Serenex is a U.S.-based medical drug discovery and development company established in 2000, specializing in oncology and related therapeutic areas. The company has developed a proprietary Hsp90 product platform, which includes a range of small molecule Hsp90 inhibitors targeting various conditions such as cancer, inflammatory diseases, fungal infections, viral diseases, and neurodegenerative disorders like Alzheimer's. Additionally, Serenex is advancing the development of SNX-1012, aimed at treating oral mucositis in patients with solid tumors. In 2008, Serenex was acquired by Pfizer, enhancing its capabilities in drug development and discovery.

Syrrx Inc is a biotechnology company that specializes in the development of novel small molecule drugs aimed at treating cancer, metabolic diseases, and inflammation. By leveraging its expertise in high-throughput structural biology, Syrrx is able to determine the three-dimensional structures of drug targets that have been validated in human clinical trials. This foundational work supports their iterative, structure-based drug design programs, which efficiently generate potential drug candidates. The company has established partnerships for the development and commercialization of its designed human dipeptidyl peptidase IV (DPP IV) inhibitors for the treatment of type 2 diabetes and other significant diseases. Additionally, Syrrx has a strategic alliance focused on discovering and early developing inhibitors that target human histone deacetylases (HDACs) and 11β-hydroxysteroid dehydrogenase type 1 (HSD1), further expanding its therapeutic portfolio.

BioNumerik Pharmaceuticals, Inc. is an oncology-focused pharmaceutical company dedicated to the discovery, development, and commercialization of innovative drugs for cancer treatment and supportive care. Founded in 1992 and based in San Antonio, Texas, the company’s product portfolio includes Tavocept, which targets oncology and non-oncology indications, and Karenitecin, a novel anti-tumor drug belonging to the camptothecin class.
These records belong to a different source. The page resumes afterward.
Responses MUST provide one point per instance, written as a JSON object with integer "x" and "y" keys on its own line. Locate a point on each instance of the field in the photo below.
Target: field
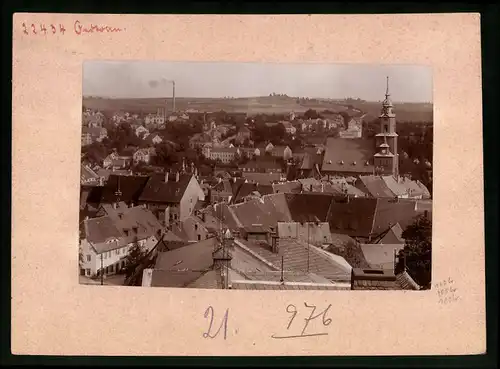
{"x": 254, "y": 105}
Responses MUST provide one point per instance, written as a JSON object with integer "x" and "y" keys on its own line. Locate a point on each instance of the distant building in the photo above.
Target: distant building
{"x": 107, "y": 240}
{"x": 224, "y": 154}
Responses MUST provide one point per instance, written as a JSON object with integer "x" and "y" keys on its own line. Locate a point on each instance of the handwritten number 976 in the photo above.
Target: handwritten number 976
{"x": 41, "y": 29}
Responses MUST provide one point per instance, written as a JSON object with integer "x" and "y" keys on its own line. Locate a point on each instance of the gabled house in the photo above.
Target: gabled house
{"x": 144, "y": 155}
{"x": 172, "y": 197}
{"x": 106, "y": 241}
{"x": 141, "y": 131}
{"x": 153, "y": 139}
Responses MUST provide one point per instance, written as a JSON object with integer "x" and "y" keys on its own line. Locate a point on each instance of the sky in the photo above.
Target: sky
{"x": 150, "y": 79}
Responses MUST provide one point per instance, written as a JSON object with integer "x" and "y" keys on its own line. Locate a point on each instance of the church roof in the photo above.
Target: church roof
{"x": 348, "y": 155}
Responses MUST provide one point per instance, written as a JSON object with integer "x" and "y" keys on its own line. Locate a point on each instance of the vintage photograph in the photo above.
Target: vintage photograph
{"x": 256, "y": 176}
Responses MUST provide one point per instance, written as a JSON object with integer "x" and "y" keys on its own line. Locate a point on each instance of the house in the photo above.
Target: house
{"x": 242, "y": 135}
{"x": 198, "y": 140}
{"x": 199, "y": 227}
{"x": 221, "y": 192}
{"x": 144, "y": 155}
{"x": 374, "y": 186}
{"x": 261, "y": 166}
{"x": 115, "y": 161}
{"x": 348, "y": 157}
{"x": 93, "y": 134}
{"x": 153, "y": 139}
{"x": 289, "y": 128}
{"x": 141, "y": 131}
{"x": 107, "y": 240}
{"x": 225, "y": 154}
{"x": 381, "y": 256}
{"x": 314, "y": 233}
{"x": 172, "y": 197}
{"x": 154, "y": 120}
{"x": 381, "y": 279}
{"x": 354, "y": 129}
{"x": 300, "y": 257}
{"x": 89, "y": 177}
{"x": 127, "y": 189}
{"x": 205, "y": 264}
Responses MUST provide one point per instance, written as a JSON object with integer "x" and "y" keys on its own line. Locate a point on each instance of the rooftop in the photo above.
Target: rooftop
{"x": 348, "y": 155}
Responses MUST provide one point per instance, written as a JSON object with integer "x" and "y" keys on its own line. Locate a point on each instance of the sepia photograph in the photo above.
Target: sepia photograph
{"x": 256, "y": 176}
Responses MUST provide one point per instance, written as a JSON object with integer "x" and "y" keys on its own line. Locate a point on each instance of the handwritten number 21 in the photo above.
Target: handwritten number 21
{"x": 210, "y": 312}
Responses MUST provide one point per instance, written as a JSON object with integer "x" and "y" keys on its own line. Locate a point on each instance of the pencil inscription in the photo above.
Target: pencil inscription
{"x": 292, "y": 309}
{"x": 209, "y": 312}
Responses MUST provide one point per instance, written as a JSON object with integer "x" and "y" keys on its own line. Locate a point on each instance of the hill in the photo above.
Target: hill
{"x": 257, "y": 105}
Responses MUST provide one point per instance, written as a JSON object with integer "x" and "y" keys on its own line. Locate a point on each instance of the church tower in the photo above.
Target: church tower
{"x": 386, "y": 159}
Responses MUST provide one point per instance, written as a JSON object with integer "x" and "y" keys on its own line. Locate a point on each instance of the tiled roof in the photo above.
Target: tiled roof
{"x": 262, "y": 178}
{"x": 248, "y": 188}
{"x": 307, "y": 207}
{"x": 295, "y": 255}
{"x": 287, "y": 187}
{"x": 157, "y": 190}
{"x": 223, "y": 186}
{"x": 249, "y": 285}
{"x": 393, "y": 236}
{"x": 374, "y": 279}
{"x": 131, "y": 188}
{"x": 102, "y": 232}
{"x": 390, "y": 212}
{"x": 348, "y": 151}
{"x": 354, "y": 217}
{"x": 174, "y": 278}
{"x": 415, "y": 188}
{"x": 106, "y": 173}
{"x": 380, "y": 256}
{"x": 193, "y": 257}
{"x": 149, "y": 138}
{"x": 261, "y": 164}
{"x": 252, "y": 212}
{"x": 87, "y": 174}
{"x": 376, "y": 186}
{"x": 406, "y": 282}
{"x": 276, "y": 205}
{"x": 394, "y": 186}
{"x": 210, "y": 279}
{"x": 223, "y": 212}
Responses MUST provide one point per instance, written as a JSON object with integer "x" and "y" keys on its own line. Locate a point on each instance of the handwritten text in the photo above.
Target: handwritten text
{"x": 41, "y": 29}
{"x": 446, "y": 291}
{"x": 292, "y": 309}
{"x": 208, "y": 333}
{"x": 94, "y": 28}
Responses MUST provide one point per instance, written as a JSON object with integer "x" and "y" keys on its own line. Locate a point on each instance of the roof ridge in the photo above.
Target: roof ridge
{"x": 374, "y": 216}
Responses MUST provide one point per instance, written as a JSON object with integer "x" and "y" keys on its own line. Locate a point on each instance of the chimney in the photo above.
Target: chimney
{"x": 275, "y": 244}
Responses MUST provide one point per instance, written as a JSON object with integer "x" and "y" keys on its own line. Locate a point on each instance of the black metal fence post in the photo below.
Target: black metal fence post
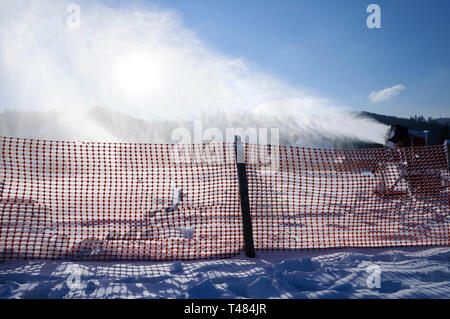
{"x": 243, "y": 191}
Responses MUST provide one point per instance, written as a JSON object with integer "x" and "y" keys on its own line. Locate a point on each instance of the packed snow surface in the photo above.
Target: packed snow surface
{"x": 344, "y": 273}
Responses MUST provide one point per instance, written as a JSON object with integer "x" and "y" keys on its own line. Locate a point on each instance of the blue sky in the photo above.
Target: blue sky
{"x": 326, "y": 47}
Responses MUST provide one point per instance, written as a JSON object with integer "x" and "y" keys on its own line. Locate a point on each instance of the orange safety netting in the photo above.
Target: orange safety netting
{"x": 164, "y": 202}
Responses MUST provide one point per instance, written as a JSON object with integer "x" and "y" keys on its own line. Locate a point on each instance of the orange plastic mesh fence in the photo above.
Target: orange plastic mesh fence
{"x": 108, "y": 201}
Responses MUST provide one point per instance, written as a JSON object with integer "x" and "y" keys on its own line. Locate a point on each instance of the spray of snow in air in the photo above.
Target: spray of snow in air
{"x": 142, "y": 61}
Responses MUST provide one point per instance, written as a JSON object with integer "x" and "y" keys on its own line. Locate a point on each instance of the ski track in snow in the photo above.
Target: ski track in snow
{"x": 419, "y": 272}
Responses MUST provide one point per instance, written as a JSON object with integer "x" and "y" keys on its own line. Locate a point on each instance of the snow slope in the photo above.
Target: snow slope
{"x": 404, "y": 273}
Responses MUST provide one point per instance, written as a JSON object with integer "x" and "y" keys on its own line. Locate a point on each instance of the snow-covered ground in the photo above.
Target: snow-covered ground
{"x": 420, "y": 272}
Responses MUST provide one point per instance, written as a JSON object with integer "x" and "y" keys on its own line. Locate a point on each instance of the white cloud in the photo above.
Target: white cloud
{"x": 142, "y": 60}
{"x": 386, "y": 94}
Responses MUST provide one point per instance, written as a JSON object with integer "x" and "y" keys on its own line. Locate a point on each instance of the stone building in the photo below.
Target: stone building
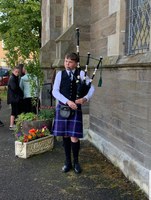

BioNumerik is also advancing various preclinical oncology research programs, exploring areas such as DNA methyltransferase modulators, novel platinum drugs, small molecule Bcl-2 inhibitors, and new formulations of taxanes. The company's multi-disciplinary approach integrates chemistry, biology, and advanced computing technologies to enhance the understanding of drug mechanisms and interactions.

Serenex is a U.S.-based medical drug discovery and development company established in 2000, specializing in oncology and related therapeutic areas. The company has developed a proprietary Hsp90 product platform, which includes a range of small molecule Hsp90 inhibitors targeting various conditions such as cancer, inflammatory diseases, fungal infections, viral diseases, and neurodegenerative disorders like Alzheimer's. Additionally, Serenex is advancing the development of SNX-1012, aimed at treating oral mucositis in patients with solid tumors. In 2008, Serenex was acquired by Pfizer, enhancing its capabilities in drug development and discovery.